AIMET PyTorch AdaRound API¶

Top-level API¶

aimet_torch.adaround.adaround_weight.Adaround.apply_adaround(model, dummy_input, params, path, filename_prefix, default_param_bw=4, param_bw_override_list=None, ignore_quant_ops_list=None, default_quant_scheme=<QuantScheme.post_training_tf_enhanced: 2>, default_config_file=None)¶

Returns model with optimized weight rounding of every module (Conv and Linear) and also saves the corresponding quantization encodings to a separate JSON-formatted file that can then be imported by QuantSim for inference or QAT

Parameters

model (Module) – Model to Adaround
dummy_input (Union[Tensor, Tuple]) – Dummy input to the model. Used to parse model graph. If the model has more than one input, pass a tuple. User is expected to place the tensors on the appropriate device.
params (AdaroundParameters) – Parameters for Adaround
path (str) – path where to store parameter encodings
filename_prefix (str) – Prefix to use for filename of the encodings file
default_param_bw (int) – Default bitwidth (4-31) to use for quantizing layer parameters
param_bw_override_list (Optional[List[Tuple[Module, int]]]) – List of Tuples. Each Tuple is a module and the corresponding parameter bitwidth to be used for that module.
ignore_quant_ops_list (Optional[List[Module]]) – Ops listed here are skipped during quantization needed for AdaRounding. Do not specify Conv and Linear modules in this list. Doing so, will affect accuracy.
default_quant_scheme (QuantScheme) – Quantization scheme. Supported options are using Quant Scheme Enum QuantScheme.post_training_tf or QuantScheme.post_training_tf_enhanced
default_config_file (Optional[str]) – Default configuration file for model quantizers

Return type

Module

Returns

Model with Adarounded weights and saves corresponding parameter encodings JSON file at provided path

Multiple parameters can be specified by the users of the API.

Parameters

model - Model to apply AdaRound to
params - AdaroundParameters, explained below the API parameters description
default_param_bw - Default bitwidth (4-31) to use for initializing the encodings used for adaptive rounding. Default: 4
default_quant_scheme - Default Quantization scheme used for initializing encodings used for adaptive rounding. Supported options are using Quant Enum QuantScheme.post_training_tf or QuantScheme.post_training_tf_enhanced. Default: QuantScheme.post_training_tf_enhanced
config_file - Configuration file for model quantizers

AdaroundParameters

data_loader - The Data Loader containing training data

num_batches - The number of batches to use for adarounding

default_num_iterations - Number of iterations to adaround each layer. Default: 10000

default_reg_param - Regularization parameter, trading off between rounding loss vs reconstruction loss. Default: 0.01

default_beta_range - Start and stop beta parameter for annealing of rounding loss (start_beta, end_beta). Default: (20, 2)

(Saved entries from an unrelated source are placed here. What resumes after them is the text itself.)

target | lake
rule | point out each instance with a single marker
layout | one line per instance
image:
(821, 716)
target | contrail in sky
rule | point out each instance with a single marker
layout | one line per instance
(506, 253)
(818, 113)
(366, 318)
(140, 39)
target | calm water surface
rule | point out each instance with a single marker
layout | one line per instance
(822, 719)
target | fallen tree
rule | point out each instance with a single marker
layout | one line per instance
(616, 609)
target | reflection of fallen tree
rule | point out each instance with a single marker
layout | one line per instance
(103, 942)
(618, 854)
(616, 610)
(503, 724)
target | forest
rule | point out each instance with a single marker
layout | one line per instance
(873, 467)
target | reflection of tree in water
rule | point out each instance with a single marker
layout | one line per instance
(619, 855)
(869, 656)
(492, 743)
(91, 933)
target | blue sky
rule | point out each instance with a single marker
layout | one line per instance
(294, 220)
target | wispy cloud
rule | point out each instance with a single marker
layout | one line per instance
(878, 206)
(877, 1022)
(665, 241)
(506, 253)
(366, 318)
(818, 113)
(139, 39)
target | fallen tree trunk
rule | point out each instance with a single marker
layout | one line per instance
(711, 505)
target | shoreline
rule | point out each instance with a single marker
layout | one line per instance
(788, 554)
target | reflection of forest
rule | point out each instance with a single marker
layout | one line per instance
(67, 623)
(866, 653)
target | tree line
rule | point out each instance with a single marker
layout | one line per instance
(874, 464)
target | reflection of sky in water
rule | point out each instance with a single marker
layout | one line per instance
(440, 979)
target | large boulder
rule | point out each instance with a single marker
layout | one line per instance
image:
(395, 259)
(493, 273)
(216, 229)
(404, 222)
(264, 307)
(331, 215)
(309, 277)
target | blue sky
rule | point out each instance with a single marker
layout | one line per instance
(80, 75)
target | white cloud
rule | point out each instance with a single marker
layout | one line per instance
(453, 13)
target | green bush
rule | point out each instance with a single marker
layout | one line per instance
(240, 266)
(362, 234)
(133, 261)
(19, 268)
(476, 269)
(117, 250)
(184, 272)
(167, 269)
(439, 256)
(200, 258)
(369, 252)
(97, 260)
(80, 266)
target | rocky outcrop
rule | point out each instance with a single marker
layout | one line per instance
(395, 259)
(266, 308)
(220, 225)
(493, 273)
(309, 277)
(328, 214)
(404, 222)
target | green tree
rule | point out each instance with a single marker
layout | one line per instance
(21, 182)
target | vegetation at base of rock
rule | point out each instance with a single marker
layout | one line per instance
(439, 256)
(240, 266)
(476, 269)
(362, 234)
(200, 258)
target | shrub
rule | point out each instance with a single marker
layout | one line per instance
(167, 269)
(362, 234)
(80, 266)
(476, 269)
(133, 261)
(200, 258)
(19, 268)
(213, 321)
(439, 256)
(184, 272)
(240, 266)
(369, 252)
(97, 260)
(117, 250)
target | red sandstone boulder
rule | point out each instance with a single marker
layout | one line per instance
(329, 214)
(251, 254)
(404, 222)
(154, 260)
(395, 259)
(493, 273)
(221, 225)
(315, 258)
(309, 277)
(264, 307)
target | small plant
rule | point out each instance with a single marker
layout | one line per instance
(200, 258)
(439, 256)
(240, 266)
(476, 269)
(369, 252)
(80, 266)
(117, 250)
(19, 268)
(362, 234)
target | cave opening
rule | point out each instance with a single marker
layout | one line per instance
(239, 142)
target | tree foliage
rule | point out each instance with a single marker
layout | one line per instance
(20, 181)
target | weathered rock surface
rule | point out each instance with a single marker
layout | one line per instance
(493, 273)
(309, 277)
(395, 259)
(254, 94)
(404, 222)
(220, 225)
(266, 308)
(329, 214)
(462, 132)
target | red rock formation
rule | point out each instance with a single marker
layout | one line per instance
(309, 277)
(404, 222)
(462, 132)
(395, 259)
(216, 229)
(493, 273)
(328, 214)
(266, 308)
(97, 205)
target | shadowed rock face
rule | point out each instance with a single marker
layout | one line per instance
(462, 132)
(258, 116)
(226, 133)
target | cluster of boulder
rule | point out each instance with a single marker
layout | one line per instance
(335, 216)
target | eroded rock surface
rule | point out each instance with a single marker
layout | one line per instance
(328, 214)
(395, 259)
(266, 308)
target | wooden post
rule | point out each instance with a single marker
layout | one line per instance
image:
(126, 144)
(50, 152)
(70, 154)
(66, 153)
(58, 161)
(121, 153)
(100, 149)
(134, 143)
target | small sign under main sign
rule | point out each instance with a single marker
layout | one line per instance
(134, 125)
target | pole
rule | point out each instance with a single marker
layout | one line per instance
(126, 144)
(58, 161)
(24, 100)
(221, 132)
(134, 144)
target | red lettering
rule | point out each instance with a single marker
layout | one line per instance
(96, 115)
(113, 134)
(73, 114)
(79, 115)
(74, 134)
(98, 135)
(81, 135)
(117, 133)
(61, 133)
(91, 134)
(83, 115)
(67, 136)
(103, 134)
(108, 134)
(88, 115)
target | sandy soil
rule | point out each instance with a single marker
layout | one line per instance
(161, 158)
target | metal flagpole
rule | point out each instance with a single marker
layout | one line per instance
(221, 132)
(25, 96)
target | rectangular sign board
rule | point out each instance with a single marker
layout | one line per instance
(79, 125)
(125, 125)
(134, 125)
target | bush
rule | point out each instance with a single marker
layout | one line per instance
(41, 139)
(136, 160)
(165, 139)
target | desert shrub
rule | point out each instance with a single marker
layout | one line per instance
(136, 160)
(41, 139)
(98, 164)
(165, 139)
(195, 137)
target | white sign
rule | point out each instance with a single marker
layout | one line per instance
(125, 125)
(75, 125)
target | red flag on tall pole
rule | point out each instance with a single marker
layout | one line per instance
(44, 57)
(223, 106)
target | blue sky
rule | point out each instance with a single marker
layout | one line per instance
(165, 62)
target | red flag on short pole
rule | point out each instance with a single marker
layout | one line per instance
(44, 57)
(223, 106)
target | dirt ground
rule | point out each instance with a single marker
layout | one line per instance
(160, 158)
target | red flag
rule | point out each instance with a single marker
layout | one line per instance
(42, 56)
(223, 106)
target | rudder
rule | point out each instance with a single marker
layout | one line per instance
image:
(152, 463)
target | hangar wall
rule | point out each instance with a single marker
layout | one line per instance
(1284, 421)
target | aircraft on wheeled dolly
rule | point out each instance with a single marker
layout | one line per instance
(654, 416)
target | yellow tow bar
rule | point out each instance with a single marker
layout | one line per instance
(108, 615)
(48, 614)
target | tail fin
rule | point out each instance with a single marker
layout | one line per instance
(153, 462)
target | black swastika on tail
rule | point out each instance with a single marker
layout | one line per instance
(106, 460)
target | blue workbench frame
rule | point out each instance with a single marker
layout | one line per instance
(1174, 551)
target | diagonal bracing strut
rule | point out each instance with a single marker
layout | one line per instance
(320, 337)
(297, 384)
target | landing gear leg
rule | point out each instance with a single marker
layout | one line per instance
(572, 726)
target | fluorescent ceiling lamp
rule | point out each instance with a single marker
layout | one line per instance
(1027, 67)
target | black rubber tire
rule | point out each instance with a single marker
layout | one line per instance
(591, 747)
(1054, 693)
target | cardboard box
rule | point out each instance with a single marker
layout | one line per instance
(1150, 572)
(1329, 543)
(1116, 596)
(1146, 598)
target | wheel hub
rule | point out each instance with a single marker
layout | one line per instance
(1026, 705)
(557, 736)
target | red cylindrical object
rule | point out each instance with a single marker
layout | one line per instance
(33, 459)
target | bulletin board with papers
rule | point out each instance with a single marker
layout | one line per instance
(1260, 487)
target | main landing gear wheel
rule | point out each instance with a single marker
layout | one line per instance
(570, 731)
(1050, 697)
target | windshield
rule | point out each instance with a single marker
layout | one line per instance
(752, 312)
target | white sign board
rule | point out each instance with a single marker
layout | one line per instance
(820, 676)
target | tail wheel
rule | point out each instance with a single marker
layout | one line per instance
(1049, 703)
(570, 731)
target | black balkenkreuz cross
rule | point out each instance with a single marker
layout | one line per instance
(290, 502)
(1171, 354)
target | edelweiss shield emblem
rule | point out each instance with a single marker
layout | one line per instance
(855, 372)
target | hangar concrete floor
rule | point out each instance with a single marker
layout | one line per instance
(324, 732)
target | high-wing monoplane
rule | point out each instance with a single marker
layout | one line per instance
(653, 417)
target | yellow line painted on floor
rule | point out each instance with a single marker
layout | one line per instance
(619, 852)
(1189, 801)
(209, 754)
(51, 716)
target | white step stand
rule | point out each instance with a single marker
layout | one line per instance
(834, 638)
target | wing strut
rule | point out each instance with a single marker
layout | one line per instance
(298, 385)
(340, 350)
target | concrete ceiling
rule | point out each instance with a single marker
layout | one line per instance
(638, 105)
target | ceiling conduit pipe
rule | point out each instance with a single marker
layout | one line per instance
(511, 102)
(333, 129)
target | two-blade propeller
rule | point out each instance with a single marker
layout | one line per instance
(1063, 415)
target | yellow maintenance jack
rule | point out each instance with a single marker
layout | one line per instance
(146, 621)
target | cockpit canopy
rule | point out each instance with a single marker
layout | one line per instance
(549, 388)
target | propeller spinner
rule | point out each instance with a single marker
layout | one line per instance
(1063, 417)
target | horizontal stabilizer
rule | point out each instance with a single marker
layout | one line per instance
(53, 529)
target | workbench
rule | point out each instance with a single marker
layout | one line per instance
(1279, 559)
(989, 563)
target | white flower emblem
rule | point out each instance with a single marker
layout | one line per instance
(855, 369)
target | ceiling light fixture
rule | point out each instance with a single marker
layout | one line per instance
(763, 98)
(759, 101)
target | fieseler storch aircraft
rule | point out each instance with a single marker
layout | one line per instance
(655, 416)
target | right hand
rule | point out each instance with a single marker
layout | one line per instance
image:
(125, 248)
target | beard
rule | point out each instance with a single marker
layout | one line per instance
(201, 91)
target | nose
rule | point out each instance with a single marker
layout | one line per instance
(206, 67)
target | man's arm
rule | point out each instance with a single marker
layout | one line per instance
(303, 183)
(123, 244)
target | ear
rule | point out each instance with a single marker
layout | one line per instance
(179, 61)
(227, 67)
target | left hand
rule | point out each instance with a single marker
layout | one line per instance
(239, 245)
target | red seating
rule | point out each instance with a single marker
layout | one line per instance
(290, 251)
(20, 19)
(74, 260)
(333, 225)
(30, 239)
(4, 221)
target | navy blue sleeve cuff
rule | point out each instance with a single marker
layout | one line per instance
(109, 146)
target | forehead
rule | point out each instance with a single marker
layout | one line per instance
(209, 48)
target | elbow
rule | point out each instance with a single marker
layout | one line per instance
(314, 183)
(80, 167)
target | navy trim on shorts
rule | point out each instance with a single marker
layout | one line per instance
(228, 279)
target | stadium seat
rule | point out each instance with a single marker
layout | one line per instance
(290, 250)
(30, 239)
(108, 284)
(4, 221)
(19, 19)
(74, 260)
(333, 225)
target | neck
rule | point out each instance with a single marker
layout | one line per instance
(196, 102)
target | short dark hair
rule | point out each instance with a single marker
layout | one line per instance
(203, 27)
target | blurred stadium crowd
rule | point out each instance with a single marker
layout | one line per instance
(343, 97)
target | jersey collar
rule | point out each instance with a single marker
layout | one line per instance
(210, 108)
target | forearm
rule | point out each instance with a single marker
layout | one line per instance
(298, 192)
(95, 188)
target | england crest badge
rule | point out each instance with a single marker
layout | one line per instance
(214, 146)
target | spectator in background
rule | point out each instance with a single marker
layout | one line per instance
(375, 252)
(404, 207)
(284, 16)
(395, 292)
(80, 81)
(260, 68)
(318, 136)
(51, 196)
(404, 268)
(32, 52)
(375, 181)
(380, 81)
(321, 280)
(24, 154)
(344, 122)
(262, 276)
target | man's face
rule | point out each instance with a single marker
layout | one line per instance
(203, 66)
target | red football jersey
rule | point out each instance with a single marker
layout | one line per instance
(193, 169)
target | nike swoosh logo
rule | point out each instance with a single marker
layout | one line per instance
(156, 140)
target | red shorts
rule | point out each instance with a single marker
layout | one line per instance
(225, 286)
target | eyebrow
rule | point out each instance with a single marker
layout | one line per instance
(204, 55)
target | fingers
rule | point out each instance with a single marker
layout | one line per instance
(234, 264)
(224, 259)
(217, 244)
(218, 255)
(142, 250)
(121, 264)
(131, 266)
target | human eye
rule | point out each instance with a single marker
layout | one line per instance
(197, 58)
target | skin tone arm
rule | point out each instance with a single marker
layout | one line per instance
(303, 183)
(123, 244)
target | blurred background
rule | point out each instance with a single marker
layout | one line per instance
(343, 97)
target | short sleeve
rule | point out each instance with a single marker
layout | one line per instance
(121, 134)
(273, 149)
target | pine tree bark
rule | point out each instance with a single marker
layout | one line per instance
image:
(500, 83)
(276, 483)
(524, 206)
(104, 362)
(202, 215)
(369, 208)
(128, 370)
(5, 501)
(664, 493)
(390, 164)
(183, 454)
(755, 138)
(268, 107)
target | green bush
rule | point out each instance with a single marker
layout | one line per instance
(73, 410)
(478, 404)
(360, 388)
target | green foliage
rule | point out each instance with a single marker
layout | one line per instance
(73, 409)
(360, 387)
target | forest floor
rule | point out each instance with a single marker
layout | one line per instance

default_warm_start - warm up period, during which rounding loss has zero effect. Default: 20% (0.2)

Enum Definition¶

Quant Scheme Enum

class aimet_common.defs.QuantScheme¶

Enumeration of Quant schemes

post_training_tf = 1¶: Tf scheme

post_training_tf_enhanced = 2¶: Tf- enhanced scheme

Code Examples¶

Required imports

import logging
import torch
import torch.cuda
from torchvision import models

from aimet_common.utils import AimetLogger
from aimet_common.defs import QuantScheme
from aimet_torch.utils import create_fake_data_loader
from aimet_torch.quantsim import QuantizationSimModel
from aimet_torch.adaround.adaround_weight import Adaround, AdaroundParameters

Evaluation function

def dummy_forward_pass(model: torch.nn.Module, forward_pass_callback_args) -> float:
    """
    This is intended to be the user-defined model evaluation function.
    AIMET requires the above signature. So if the user's eval function does not
    match this signature, please create a simple wrapper.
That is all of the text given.